Studying business is key. A business education sets students up for success to tackle issues in today’s dynamic world. What’s special about studying business is the opportunity to use real-life examples through case studies. In a collaborative environment that promotes participation, students are able to work through these tricky problems and learn fundamental practices from experts in the field. A business education also provides important communication skills that are useful beyond a professional career. 

What advice would you give current Olin students?

I would encourage students to pursue their passion and leverage the Olin community to do so. Whether it’s through taking courses outside of your comfort zone or chatting with a professor you haven’t met, the Olin community is there for your support. I’d also encourage students to study abroad. Today’s business world is extremely global and Olin’s abroad programs allow undergraduate students to experience this firsthand.

How has the pandemic influenced your thinking about doing business locally or globally—or your career?

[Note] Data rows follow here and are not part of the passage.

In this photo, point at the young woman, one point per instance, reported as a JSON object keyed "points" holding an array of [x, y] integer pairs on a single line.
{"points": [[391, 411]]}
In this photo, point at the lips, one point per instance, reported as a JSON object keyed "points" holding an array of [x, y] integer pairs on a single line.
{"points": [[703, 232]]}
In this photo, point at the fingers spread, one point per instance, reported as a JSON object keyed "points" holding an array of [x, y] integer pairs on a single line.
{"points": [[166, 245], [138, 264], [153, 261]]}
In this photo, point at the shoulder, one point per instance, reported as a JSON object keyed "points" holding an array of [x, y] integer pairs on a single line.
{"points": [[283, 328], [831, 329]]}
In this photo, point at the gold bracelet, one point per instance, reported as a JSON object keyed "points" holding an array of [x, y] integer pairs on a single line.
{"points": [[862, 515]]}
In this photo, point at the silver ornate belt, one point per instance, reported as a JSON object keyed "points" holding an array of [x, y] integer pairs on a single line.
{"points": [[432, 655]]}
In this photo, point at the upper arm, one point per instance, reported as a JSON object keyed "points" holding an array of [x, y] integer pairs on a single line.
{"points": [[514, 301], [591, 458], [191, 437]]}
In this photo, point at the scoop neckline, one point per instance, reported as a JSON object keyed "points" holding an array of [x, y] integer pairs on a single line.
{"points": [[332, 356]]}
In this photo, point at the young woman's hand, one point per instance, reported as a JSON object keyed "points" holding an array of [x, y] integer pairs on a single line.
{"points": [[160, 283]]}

So many businesses and industries were disrupted by the pandemic and the airline industry was no exception. Demand for air travel disappeared, which posed a very unique experience for me and my team as we needed to look after the financial health of JetBlue.

As a company, we also had to address public health concerns in countries around the world to ensure customers felt safe once they were ready to return to the skies. I believe continuously addressing these concerns is something that businesses, both locally and globally, will need to consider going forward.